Geopolymer Concrete (GPC) is a unique and sustainable building material that has the potential to be trans-formed into a self-compacted lightweight composite for industrial applications. This paper investigates the sustainability of self-compactable lightweight geopolymer concrete (SCLGC) made from Expanded Clay Aggre-gate (ECA) to further explore this front. In this study, the physical properties of SCLGC, such as slump flow test, T500 test, V-funnel, and J-ring tests, are examined. Furthermore, the density, Ultrasonic Pulse Velocity (UPV), compressive strength, splitting tensile strength, and impact resistance are also tested to evaluate the mechanical properties of SCLGC mix with various concentrations of Sodium Hydroxide (SH) cured under different curing regimes.
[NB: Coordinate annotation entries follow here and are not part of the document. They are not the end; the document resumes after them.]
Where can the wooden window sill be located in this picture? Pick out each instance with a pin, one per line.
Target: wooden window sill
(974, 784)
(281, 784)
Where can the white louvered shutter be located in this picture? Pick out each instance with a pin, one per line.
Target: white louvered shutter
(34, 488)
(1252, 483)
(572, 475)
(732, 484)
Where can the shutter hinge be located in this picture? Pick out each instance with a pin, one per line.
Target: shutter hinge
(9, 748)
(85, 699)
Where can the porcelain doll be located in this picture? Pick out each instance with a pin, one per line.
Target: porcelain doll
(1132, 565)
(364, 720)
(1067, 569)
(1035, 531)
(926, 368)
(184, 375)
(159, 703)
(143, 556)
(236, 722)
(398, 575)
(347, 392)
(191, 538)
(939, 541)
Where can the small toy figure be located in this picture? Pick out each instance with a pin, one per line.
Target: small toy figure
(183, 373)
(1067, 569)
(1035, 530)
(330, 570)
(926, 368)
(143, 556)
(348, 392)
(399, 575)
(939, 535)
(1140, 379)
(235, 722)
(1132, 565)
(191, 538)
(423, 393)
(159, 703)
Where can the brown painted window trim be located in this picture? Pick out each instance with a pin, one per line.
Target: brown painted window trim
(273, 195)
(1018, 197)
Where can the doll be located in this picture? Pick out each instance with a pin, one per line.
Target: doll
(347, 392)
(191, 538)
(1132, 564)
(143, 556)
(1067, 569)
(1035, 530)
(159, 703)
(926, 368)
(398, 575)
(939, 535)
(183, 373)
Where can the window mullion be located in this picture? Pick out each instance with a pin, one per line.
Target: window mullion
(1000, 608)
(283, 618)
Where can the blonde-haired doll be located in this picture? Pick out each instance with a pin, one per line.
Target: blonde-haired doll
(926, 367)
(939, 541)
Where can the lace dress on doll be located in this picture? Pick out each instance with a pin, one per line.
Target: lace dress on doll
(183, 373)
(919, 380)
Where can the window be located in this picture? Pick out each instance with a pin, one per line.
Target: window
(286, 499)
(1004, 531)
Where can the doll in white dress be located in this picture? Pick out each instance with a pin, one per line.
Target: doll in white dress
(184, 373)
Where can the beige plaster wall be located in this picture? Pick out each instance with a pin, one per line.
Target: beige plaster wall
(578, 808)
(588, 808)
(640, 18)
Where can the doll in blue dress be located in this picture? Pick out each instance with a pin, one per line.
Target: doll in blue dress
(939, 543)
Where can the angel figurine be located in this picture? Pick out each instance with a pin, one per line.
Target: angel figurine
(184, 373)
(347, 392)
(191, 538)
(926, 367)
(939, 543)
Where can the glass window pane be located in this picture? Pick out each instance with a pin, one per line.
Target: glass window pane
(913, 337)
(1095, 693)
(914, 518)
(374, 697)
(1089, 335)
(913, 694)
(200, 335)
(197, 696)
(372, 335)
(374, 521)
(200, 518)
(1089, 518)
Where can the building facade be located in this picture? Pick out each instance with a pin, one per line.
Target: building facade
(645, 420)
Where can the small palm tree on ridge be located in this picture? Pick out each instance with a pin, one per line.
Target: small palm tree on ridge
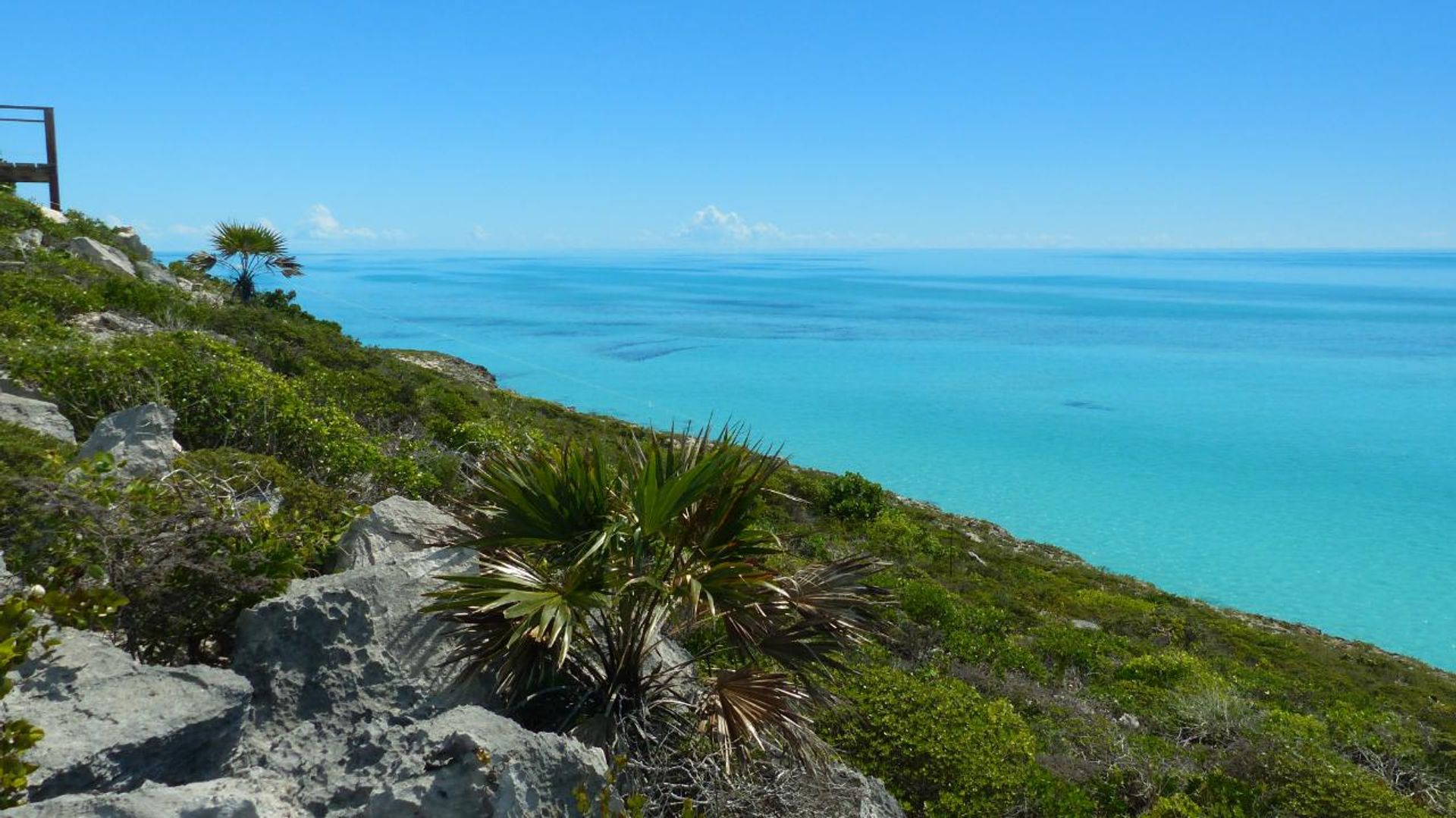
(248, 251)
(596, 561)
The aforenoted properties are examined following the American, Indian and European guidelines. In addition, microstructural analysis is conducted to assess the compactness and internal structure of SCLGC blends with varying SH concentrations cured under different curing regimes. Finally, the sustainability aspects of GPC and SCLGC mixes are analyzed through the Life Cycle Assessment (LCA) and Environmental Impact Assessment (EIA) to evaluate the energy requirement and CO2 emission and cost. The Sustainability analysis was performed to evaluate the energy requirement and CO2 emission of SCLGC in the production of 1 m3 concrete based on the previous literatures. The significance of the proposed research work emphasizes the utilization of ECA as an aggregate material for the development of SCLGC. The cost, carbon and energy efficiency of the SCLGC's mixes were estimated. Mix with ECA requires higher energy demand and emits high CO2 in the open atmosphere. Based on the present analysis it can be concluded that an increase in the concentration of activator solution increases the energy demand and emits more amount of CO2. The inference from the present study reveals ECA can be employed for the production of SCLGC with the replacement percentage not exceeding 50%.